Setelah itu hari-hariku di SMP aku jalani dengan senang hati ya memang terkadang banyak kendala untuk mengerjakan tugas dll, tetapi bagiku tidak masalah karena aku senang menjalaninya tentunya dengan masuk di sekolah yang aku idamkan juga menjadi pengaruhnya.
Benar sekali setelah aku bersekolah dan mengenali semua teman, guru, dan bahkan lingkungan sekolah yang sangat berbeda keadaan daripada di desa banyak sekali perubahan-perubahan dengan cara ku berpikir banyak sekali hal-hal baru yang mengubah cara pandang dan pikiranku, di mana saat aku berada di desa aku hanya lah anak polos yang tidak berani berbicara kepada orang tetapi berbeda saat aku sudah masuk SMP dan mengenali banyak orang aku menjadi lebih percaya diri kepada orang yang mungkin baru aku temui.
Tiba dimana saat itu aku melanjutkan ke jenjang SMA aku kembali memilih salah satu SMA di kota Bojonegoro karena aku merasa bebas jika bersekolah jauh seperti SMP dan aku sangat nyaman dengan hal itu di mana kata bebas aku bisa melakukan hal yang bisa membuat diriku berkembang tanpa omongan tetangga desa.
Di masa SMA aku habiskan dengan mengerjakan tugas, membuat makalah, menyusun PPT, serta aku juga mengikuti organisasi dan menghadapi masa daring akibat dari Covid-19. Tidak terasa masa SMA berlalu begitu saja dan tiba-tiba saja masuk pendaftaran kuliah.
Pada pendaftaran kuliah awalnya aku mendaftar di sebuah Universitas Negeri di Jawa Timur tentunya karena aku berasal dari daerah Jawa Timur dan sebab lain adalah aku anak perempuan yang tidak boleh tinggal jauh dari orang tua, katanya nanti kalo aku jadi nakal hehe.
Aku cukup berharap sebenarnya untuk masuk di Universitas itu, tetapi saat pengumuman berlangsung aku tidak lolos sangat sedih sekali tentunya melihat teman-temanku yang sudah keterima pada Universitas yang di impikan sedangkan aku belum.
Setelah itu aku memutuskan untuk mengulang saja tahun depan dan mungkin akan mencari kerja untuk 1 tahun tetapi saat aku membicarakannya kepada orang tuaku mereka tidak setuju dan menyuruhku untuk mencoba mengikuti tes mandiri di Universitas Sebelas Maret, kemudian hanya dengan berbekal restu orang tua aku mengikuti tes tersebut dan ternyata benar aku lolos.
Masalah muncul ketika aku lolos justru aku tidak mau mengambilnya karna sebuah kota Solo sangat jauh dalam pikiranku karena sudah beda provinsi, tetapi dengan dukungan orang tua ku akhirnya aku mengambil keputusan untuk merantau di sebuah kota yang di daerahku menyebutnya Solo adalah kota keraton. Untuk membuktikan pada tetanggaku bahwa perempuan harus mempunyai pendidikan tinggi agar menjadi calon orang tua yang cerdas.

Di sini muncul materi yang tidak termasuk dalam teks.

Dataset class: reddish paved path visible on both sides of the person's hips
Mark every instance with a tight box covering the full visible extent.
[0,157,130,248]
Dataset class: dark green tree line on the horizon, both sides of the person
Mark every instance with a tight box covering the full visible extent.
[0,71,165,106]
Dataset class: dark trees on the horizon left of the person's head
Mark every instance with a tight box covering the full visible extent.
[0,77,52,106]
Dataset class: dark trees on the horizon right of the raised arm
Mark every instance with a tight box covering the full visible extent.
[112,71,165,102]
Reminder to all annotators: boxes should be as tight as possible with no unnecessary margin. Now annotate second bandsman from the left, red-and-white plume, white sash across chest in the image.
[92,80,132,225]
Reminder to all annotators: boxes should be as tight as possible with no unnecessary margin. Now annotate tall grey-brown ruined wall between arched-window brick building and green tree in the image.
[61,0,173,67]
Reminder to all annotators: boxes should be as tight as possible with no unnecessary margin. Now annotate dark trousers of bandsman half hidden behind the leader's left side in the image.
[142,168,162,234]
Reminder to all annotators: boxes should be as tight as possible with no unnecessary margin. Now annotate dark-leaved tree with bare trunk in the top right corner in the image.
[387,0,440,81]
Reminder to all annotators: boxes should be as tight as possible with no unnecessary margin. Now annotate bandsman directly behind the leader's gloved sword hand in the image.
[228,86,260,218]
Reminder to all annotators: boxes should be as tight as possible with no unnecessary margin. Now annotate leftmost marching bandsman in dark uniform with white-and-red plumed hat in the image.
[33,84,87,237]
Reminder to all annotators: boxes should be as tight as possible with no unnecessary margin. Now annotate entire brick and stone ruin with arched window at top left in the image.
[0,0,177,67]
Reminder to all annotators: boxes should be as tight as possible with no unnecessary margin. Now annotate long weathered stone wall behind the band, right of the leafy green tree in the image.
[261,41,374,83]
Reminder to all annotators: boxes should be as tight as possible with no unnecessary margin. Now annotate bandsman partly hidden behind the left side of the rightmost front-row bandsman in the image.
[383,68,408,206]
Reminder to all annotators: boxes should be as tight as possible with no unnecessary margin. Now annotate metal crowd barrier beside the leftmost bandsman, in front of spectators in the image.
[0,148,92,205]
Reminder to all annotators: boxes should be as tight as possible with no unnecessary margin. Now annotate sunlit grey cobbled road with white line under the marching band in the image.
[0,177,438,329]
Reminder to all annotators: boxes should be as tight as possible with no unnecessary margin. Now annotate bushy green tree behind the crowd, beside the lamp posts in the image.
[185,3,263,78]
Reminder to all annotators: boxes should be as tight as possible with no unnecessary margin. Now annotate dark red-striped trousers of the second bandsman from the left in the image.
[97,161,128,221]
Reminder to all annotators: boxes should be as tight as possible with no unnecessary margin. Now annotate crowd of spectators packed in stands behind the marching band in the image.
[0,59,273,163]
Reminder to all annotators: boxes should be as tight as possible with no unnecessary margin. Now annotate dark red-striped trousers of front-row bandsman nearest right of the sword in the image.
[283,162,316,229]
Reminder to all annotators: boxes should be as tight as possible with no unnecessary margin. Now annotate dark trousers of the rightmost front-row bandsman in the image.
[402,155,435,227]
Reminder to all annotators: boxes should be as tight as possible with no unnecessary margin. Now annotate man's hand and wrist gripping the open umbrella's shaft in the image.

Awalnya aku sangat kesulitan untuk beradaptasi pada kota asing ini untuk mengatur keuangan dan waktu untuk kegiatan. Sangat jauh beda jika dibandingkan pada saat di rumah di mana makanan, waktu sudah di atur oleh orang tua tetapi saat merantau semua harus di kerjakan sendiri dari makanan mencari sendiri, mencuci sendiri, membersihkan kamar sendiri, bahkan ke mana-mana juga sendiri.
Impianku untuk pulang kampung tiap weekend saat kuliah pun tidak terlaksana di mana tidak memungkinkan bagiku dengan jarak rumah 5 jam aku hanya bisa pulang saat liburan semester tiba. Tetapi tidak ada penyesalan bagi ku memilih untuk merantau dan memulai kehidupan di kota ini dengan menjalani hari-hari sebagai anak kost.
Menjadi anak ratau memang menyenangkan, tetapi jangan hanya melihat kebahagiaannya karena pada realita nya lebih banyak kesedihan dan bahkan kesulitan yang dihadapi. Dukungan yang diberikan oleh orang tua merupakan satu hal yang memperkuat dan juga semangat dari teman-teman juga sangat berarti.